4.2. Sesquiterpene Lactones Isolation

Fifty grams of dried aerial parts of each plant species were extracted twice at room temperature with dichloromethane (DCM) (500 mL, 3 min.). Filtrates were concentrated on a rotatory evaporator at 40 °C under reduced pressure. S. maimarensis and S. gilliesii crude extracts were dissolved in warm ethanol (140 mL), the solution was placed in a dropping funnel, water (60 mL) was added (ratio ethanol–water 70:30 v/v) and the mixture was extracted three times with hexane (3 × 50 mL) and then with DCM (3 × 50 mL). DCM sub-extracts were reunited and evaporated to yield dewaxed extract, rich in STLs.

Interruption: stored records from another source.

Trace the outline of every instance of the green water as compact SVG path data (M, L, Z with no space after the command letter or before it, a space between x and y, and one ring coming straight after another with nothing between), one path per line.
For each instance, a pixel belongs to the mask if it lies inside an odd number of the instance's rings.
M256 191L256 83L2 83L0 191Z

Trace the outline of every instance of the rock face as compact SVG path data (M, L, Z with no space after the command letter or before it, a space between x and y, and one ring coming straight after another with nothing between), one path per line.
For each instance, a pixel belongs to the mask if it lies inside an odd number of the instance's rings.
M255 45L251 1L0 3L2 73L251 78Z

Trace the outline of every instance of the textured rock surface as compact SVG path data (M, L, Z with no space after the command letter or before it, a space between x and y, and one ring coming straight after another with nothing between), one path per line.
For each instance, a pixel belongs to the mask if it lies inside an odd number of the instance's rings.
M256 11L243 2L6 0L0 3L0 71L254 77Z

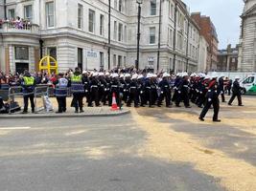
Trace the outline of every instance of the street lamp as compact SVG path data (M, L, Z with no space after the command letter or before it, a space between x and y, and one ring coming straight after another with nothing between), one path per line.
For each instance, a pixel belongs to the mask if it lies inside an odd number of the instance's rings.
M140 60L140 19L141 19L141 4L143 0L136 0L138 4L138 31L137 31L137 60L135 63L135 67L139 70L139 60Z

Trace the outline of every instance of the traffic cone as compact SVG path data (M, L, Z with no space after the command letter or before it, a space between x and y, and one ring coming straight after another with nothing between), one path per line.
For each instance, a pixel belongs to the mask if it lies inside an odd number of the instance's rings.
M118 110L117 103L116 103L116 95L115 95L115 93L113 93L113 96L112 96L112 107L111 107L111 110L112 111Z

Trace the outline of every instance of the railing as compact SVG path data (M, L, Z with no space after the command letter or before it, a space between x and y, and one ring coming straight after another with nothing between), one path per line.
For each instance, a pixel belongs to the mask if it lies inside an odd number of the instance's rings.
M22 87L21 86L11 87L9 89L8 96L9 96L9 98L8 98L9 114L12 114L12 111L18 109L18 107L12 108L12 103L14 103L15 97L17 97L17 96L23 97Z
M35 113L37 113L45 109L44 106L38 107L37 98L39 97L43 99L43 96L49 96L49 86L47 85L37 86L35 88L34 93L35 93Z
M26 33L38 33L39 27L36 24L4 21L0 23L0 31L2 32L26 32Z

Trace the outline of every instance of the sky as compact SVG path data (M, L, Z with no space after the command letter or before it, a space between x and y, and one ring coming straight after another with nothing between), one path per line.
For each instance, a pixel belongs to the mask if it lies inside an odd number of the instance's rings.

S. alpina and M. minima crude extracts and S. maimarensis and S. gilliesii dewaxed extracts were fractionated by silica gel column chromatography (50 × 4.5 cm, 180 g, 230–400 mesh) and eluted isocratically with dichloromethane-ethyl acetate mixtures: 1:2 for S. maimarensis and S. gilliesii, 9.5:0.5 for S. alpina and 2:1 for M. minima. Column chromatography eluates were monitored by thin layer chromatography (TLC) using STL standards. Fractions showing a single spot corresponding to the desired compounds were pooled and dried in a rotary evaporator. Fractions enriched in the desired compound were also pooled and rechromatographed as above to recover additional amounts of lactone.

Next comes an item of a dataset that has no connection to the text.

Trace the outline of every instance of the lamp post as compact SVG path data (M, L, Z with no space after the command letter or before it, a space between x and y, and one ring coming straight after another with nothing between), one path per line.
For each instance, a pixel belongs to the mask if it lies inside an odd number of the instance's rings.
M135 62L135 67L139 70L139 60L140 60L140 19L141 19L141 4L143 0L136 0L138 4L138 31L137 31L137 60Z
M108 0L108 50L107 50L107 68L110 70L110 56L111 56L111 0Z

The STL eupatoriopicrin precipitated from S. maimarensis fractions as white crystals. The crystals were washed twice with a 7:3 mixture of ethyl ether-ethyl acetate. Recrystallization from n-heptane-ethyl acetate yielded needles mp 158–160 °C [9]. Eupahakonenin B was obtained as a greenish gum when S. gilliesi fractions showing a single spot on TLC with R_f identical to a reference standard [10] were reunited and evaporated in rotavapor. Less pure fractions were reunited and rechromatographed under the same conditions described above in order to increase the amount of the isolated compound. The rechromatographed lactone was isolated as a colorless gum. Estafietin and minimolide were purified by column chromatography from crude extracts of S. alpina and Mikania minima, respectively (See supplementary materials). In both cases, STLs-rich fractions were pooled, the solvent was evaporated in a rotary evaporator and the residue was suspended in a minimum volume of warm heptane-ethyl acetate (1:2) to near complete dissolution and then kept in the refrigerator overnight. Both STLs precipitated as white needles and were recrystallized from heptane-ethyl acetate; estafietin, mp 104–105 °C [11]; minimolide, mp 112–113 °C [18].

The purity of the compounds was determined by HPLC using a RP-C18 column (250 × 4.6 mm - 5 µm mesh) and a water: acetonitrile gradient (35% to 95% acetonitrile in 30 min. for eupatoriopicrin, minimolide and eupahakonenin B and 45% to 95% acetonitrile in 30 min. for estafietin. A flow rate of 1 mL/min was used. The diode array detector was set at 210 nm. The purity of the sesquiterpene lactones determined by HPLC was: eupatoriopicrin: 94.6%, minimolide: 99.8%, estafietin: 93.3% and eupahakonenin B: 93.9%. Further recrystallization of eupatoriopicrin, estafietin and eupahakonenin B yielded analytical samples with a purity >98.2% in all three cases. The identity of the compounds was confirmed by UV, IR, NMR and MS spectroscopy.